SDSC "img-storage" roll

Overview

This roll bundles the packages for managing VM images in ROCKS cluster.

It includes:

  • http://www.rabbitmq.com/ is a messaging broker implementing AMQP protocol and providing message exchange between cluster components.
  • Pika is a library for communication with RabbitMQ from Python.
  • pythondaemon, lockfile - should be provided by base roll
  • rocks-command-imagestorage - set of rocks commands
  • img-storage-nas - the NAS daemon
  • img-storage-vm - the Client node daemon
  • img-storage - the common library containing the code for all daemons

For more information you can read the user guide at: http://img-storage.readthedocs.org/en/latest/

Requirements

To build/install this roll you must have root access to a Rocks development machine (e.g., a frontend or development appliance).

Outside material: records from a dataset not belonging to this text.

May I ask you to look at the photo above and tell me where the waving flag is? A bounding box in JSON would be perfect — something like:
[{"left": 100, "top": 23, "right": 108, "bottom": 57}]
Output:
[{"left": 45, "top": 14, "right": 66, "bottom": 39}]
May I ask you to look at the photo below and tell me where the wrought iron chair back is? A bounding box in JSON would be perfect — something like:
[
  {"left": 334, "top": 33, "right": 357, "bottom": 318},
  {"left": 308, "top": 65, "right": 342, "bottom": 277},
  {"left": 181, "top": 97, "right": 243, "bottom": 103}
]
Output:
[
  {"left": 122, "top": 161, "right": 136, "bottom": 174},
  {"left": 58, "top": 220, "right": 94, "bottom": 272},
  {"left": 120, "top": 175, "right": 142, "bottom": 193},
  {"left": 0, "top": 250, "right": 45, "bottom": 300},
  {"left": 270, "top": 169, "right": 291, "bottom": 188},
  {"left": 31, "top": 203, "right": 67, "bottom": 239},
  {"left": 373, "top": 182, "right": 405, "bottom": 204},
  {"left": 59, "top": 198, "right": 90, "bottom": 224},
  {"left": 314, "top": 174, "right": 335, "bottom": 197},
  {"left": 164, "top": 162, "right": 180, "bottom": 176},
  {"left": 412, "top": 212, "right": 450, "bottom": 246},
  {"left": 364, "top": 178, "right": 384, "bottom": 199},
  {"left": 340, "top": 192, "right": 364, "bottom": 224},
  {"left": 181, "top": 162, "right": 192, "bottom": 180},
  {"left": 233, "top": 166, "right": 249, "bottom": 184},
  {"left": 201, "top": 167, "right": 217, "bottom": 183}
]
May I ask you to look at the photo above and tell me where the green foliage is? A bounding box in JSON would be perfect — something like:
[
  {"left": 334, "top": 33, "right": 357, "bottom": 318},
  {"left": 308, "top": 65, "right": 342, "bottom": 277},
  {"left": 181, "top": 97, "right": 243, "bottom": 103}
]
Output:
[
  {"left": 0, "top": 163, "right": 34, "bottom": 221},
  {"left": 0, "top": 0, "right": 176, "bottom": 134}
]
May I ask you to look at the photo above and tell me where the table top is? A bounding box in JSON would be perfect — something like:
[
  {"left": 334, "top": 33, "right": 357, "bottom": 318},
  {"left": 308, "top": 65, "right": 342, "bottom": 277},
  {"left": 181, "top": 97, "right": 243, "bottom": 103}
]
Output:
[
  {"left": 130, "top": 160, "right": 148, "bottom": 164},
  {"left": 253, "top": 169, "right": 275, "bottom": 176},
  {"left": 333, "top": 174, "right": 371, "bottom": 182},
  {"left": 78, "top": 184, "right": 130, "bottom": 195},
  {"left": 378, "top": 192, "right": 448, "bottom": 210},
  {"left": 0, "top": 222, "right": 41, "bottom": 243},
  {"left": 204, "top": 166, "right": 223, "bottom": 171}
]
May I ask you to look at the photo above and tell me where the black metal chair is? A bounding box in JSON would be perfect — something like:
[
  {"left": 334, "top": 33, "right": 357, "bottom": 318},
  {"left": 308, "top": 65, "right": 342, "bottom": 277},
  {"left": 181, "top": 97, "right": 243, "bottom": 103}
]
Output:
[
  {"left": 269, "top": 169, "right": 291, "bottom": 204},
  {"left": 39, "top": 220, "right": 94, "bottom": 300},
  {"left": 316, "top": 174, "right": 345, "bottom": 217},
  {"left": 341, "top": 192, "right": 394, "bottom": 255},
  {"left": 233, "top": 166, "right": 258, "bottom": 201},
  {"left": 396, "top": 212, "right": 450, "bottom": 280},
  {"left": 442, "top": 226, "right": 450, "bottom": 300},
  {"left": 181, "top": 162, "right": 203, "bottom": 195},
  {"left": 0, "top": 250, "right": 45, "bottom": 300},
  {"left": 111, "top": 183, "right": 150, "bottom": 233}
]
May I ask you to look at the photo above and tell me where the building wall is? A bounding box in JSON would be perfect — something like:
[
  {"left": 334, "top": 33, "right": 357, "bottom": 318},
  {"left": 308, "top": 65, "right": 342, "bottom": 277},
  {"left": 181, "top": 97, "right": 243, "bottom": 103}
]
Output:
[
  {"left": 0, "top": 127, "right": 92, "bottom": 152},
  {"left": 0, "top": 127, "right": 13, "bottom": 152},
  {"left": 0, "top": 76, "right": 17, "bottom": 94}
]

If your Rocks development machine does not have Internet access you must download the appropriate img-storage source file(s) using a machine that does have Internet access and copy them into the src/<package> directories on your Rocks development machine.

This roll requires the full OS roll installed on the machine. KVM roll, rabbitmq roll and zfs-linux are also required.

Building

To build the img-storage-roll, execute these instructions on a Rocks development machine (e.g., a frontend or development appliance):

% make default 2>&1 | tee build.log
% grep "RPM build error" build.log

If nothing is returned from the grep command then the roll should have been created as... img-storage-*.iso. If you built the roll on a Rocks frontend then proceed to the installation step. If you built the roll on a Rocks development appliance you need to copy the roll to your Rocks frontend before continuing with installation.

Installation

To install, execute these instructions on a Rocks frontend:

% rocks add roll *.iso
% rocks enable roll img-storage
% cd /export/rocks/install
% rocks create distro
% rocks run roll img-storage | bash

Note: images sync

We're using ZFS zvols to store VM images. The default mechanism for sending those between nodes is SSH. We experienced a bug in HPN-SSH when trying to send data while running a VM on the same node, which was causing a buffer overflow and termination of data transfer process. As a fix send and receive scripts are using bbcp (https://www.slac.stanford.edu/~abh/bbcp/) to send and receive data if one is found on NAS, and SSH otherwise. The scripts are trying to find bbcp in PATH and in /opt/bbcp/bin/bbcp (default location for COMET production cluster).

You can find the mentioned scripts at src/img-storage-nas/bin/snapshot_*.sh.

The RabbitMQ roll makes service quit if there's no connection for some time. This allows better handling the problems. Refer to RabbitMQ roll docs for more info.